With the unfolding of modernity, the Arab Orient has seen a sharp increase in images. This proliferation of images came about through new techniques of representation and reproduction: from figurative and naturalistic conventions learned by Arab painters in the European fine art academies, to the rise in popularity of photographic and cinematic images. At the turn of the 20th century, Western techniques of representation contributed to the emergence of vernacular forms that blended local and foreign pictorial conventions. It was also during this period (the late 19th and early 20th century) that traditional Islamic art – which historically did not concern itself with the representation of nature but mainly with shaping everyday ambience – was gradually overtaken by a Western art preoccupied since the Renaissance with the representation of man and nature. A new hierarchical model of culture, with its schemata of high and low, fine and decorative, began to take shape. Western processes of modernization and industrialization played a crucial role in the marginalization of Islamic traditional arts. Western machine, in other words, replaced Islamic craft.
Al-Musawwirun: Artists before Art envisions a landscape of pictures and objects that coexisted prior to their modernistic division into “fine" and “decorative" or “material culture." The exhibition puts on display artifacts found today in Lebanon but produced all over the region between the second half of the 19th century to the mid-20th century. It is a landscape in which pictures – ranging from Christian iconography to traditional Islamic arts and vernacular or folk art and from Orientalist tableau to photographic and cinematic representations – were distributed within one cultural field in accordance with ethnic, kinship, religious or class divisions. Those who worked within this field were known by various names. In addition to artistes and fannanun (artists), or rassamun (painters), the most employed word was musawwir—a term used from ancient times to refer first of all to one of the hypostases of God as giver and shaper of forms, fashioner and creator, and by extension, to all those engaged in religious or folk arts. Historically the word musawwir was used mainly to refer to the work of the painter (in particular the portrait-painter) but it could also mean decorator or sculptor, less often architect or alchemist, and in the modern age photographer and cameraman. The subtitle “Artists before Art" is meant to suggest that a rich, viable, and self-sustaining alternative existed prior to the rise of the Western autonomous art model, with its institutions that maintain and reproduce capitalist production and exchange.

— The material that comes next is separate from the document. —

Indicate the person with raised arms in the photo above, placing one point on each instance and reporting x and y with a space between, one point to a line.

It is this diluvial world inhabited by odd, marginal and often extinct forms of art-making that we have selected for display. In addition to works from the first generation of Lebanese painters, most of whom traveled to Europe to learn Western pictorial conventions and to later become “pillars" of Lebanese art, we show works by musawwirun who did not study in Europe, as well as works by anonymous artisans working at the crossword of traditions and religions, of early photographers and cinematographers, and of foreign artists who passed by or settled in Beirut, seeking a name or fleeing bloody revolutions in a world that desperately wanted to become modern.